Même si les pluies relevées sont moins importantes que sur l’autre versant, la côte Ouest de la Grande Terre n’a pas été épargnée par les intempéries. En effet, la durée de l’épisode pluvieux et son intensité sur la chaîne montagneuse a contribué aux débordements de nombreux cours d’eau. Sur le quart sud-ouest de la Grande Terre, on enregistre localement des quantités de précipitations exceptionnelles sur 12 et 24 heures. C’est le cas notamment :
- à la tribu de Nassirah sur la commune de Boulouparis (194 mm en 24 heures, soit une durée de retour voisine de 20 ans) ;
- à Me Para sur la commune de Bourail (214 mm, soit une durée de retour supérieure à 10 ans) ;
- à La Foa (179 mm, soit une durée de retour proche de 10 ans).

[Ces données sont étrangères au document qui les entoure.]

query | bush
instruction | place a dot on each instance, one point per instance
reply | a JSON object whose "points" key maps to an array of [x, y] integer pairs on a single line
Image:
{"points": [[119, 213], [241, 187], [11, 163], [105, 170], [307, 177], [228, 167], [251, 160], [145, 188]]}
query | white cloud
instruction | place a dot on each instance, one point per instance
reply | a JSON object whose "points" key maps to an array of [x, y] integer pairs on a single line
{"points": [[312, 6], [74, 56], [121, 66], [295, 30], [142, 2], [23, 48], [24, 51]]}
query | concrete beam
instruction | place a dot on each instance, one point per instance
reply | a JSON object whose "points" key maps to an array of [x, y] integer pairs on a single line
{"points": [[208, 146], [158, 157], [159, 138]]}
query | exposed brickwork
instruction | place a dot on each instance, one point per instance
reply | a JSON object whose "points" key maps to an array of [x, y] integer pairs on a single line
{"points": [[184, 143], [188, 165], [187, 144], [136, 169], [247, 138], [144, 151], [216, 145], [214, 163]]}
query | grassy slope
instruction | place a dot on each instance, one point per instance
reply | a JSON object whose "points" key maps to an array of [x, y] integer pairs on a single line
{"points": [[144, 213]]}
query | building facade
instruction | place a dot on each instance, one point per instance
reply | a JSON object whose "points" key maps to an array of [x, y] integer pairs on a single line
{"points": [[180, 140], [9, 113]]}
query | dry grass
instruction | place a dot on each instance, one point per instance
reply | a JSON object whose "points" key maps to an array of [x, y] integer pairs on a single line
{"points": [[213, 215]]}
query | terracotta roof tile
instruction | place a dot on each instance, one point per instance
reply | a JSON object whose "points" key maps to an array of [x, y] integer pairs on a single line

Ailleurs sur la moitié sud de la côte Ouest, les quantités de précipitations mesurées sont certes substantielles, mais elles ne revêtent pas un caractère exceptionnel selon les premiers éléments qui nous sont parvenus, à l’exception notable de la commune du Mont-Dore. Située sur la commune, on enregistre à l’usine Vale Nouvelle-Calédonie 452 mm en 24 heures, ce qui est équivalent à la quantité de pluies tombées lors du passage de la dépression tropicale VANIA le 13/01/2011.
De tels épisodes pluvio-orageux sont rares en juillet. En témoignent les nombreux records mensuels de pluies quotidiennes établis ce jour pour des stations météorologiques ouvertes depuis plus de 30 ans, voire 40 ans pour certaines. C’est le cas notamment à Nassirah (Boulouparis), à Houaïlou, à La Foa, à Nouméa et à Ouinné (Yaté). A Tontouta (Païta), au Cap Maori (Bourail), à l’île des Pins et à La Coulée (Mont-Dore), les valeurs quotidiennes mesurées sont les secondes plus élevées enregistrées pour un mois de juillet depuis le début des mesures. Enfin, à Houaïlou, le cumul quotidien du 02/07/2013 est, tous mois confondus, le troisième cumul le plus élevé pour cette station ouverte en 1952.
On retiendra enfin que les précipitations extrêmes en Nouvelle-Calédonie ne sont pas l’apanage des phénomènes cycloniques. Des pluies violentes peuvent exceptionnellement se produire au cœur de l’hiver austral sous l’effet du transport d’un air chaud et humide d’origine tropicale dans un flux de nord-est. Ce fut le cas notamment le 21/06/1975 et le 15/07/2003, journées au cours desquelles des précipitations extrêmes furent également enregistrées.
1 Par convention, on dit qu’un cumul de précipitations revêt un caractère exceptionnel lorsque sa durée de retour estimée est supérieure ou égale à 10 ans.
2 Le cumul quotidien de précipitations est par définition la valeur des quantités de pluies cumulées entre le jour J à 5 heures et le jour J+1 à 5 heures.